The passivation layer 3 is made of polyimide.

The alloy layer 2 is a gold-plated molybdenum sheet.

A manufacturing process of a rotary rectifier diode for a motor rotor comprises the following steps:

① growing an oxide layer on the surface of the silicon substrate;

②, photoetching and etching the upper and lower end faces of the oxide layer of the silicon substrate to form an active area window, and then forming a PN junction by solid source diffusion;

③, photoetching the inner side and the outer side of the oxide layer of the silicon substrate to remove the oxide layer, then placing the silicon substrate in an evaporation chamber, and forming an aluminum evaporation layer with the thickness of 1-3 mu m on the surface of the oxide layer removed;

④, etching the aluminum evaporation layer on the outer side of the silicon substrate by using metal etching liquid, wherein the etching temperature is 50-100 ℃, and the etching time is 60-240 s, then placing the silicon substrate in an evaporation chamber, firstly forming an aluminum layer with the thickness of 1-3 mu m on the etched surface, and then forming a titanium layer with the thickness of 0.5-2 mu m;

⑤ etching the aluminum evaporation layer on the inner side of the silicon substrate by using metal etching liquid, wherein the etching temperature is 50-100 ℃, and after etching for 120-360 s, photoetching a layer of polyimide with the thickness of 0.2-3 mu m on the inner side of the silicon substrate.

⑥, thinning the thickness of the silicon substrate to 200-350 μm, scribing regular shape by laser, die-filling and welding, the welding temperature is 300-500 ℃.

The step ① is chlorine doping oxidation with an oxide film thickness of

The oxidation temperature is 1100-1200 ℃, and the oxidation time is 1-3 h.

The metal etching liquid is aluminum etching liquid.

In the step ②, a boron source is adopted for diffusion, the diffusion temperature is 1000-1200 ℃, the diffusion time is 3-6 h, the square resistance R is 10-60 omega/□, and the diffusion junction depth is 5-10 mu m.

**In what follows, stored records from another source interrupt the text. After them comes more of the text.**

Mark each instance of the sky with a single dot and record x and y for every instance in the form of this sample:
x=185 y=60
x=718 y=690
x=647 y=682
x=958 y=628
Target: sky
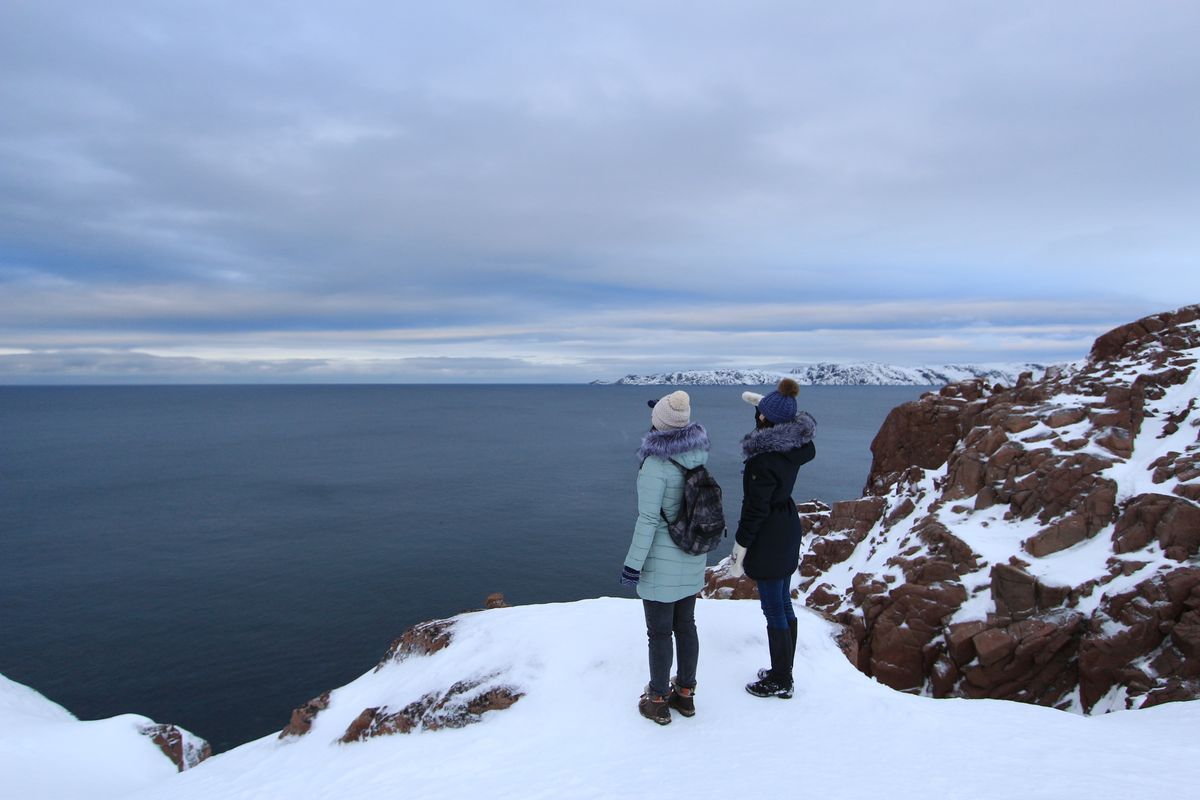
x=471 y=191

The motor rotor is made of a rotary rectifying diode tube core by adopting a planar process structure, the surface of the tube core is of a multilayer metal structure, the surface of the tube core is a gold layer, the purpose of increasing the electrical conductivity is achieved, the passivation layer material on the edge is a polyimide layer, a gold-plated molybdenum sheet is used as a tube core back supporting material to improve the mechanical property of the tube core, and the tube core and the gold-plated molybdenum sheet are connected by adopting high-temperature fusion welding.

By adopting the technical scheme, a heavy packaging shell except the tube core is eliminated, the purposes of reducing the volume and the weight of the product and reducing the rotational inertia during high-speed rotation are achieved, and the motor equipment is beneficial to miniaturization and compactness.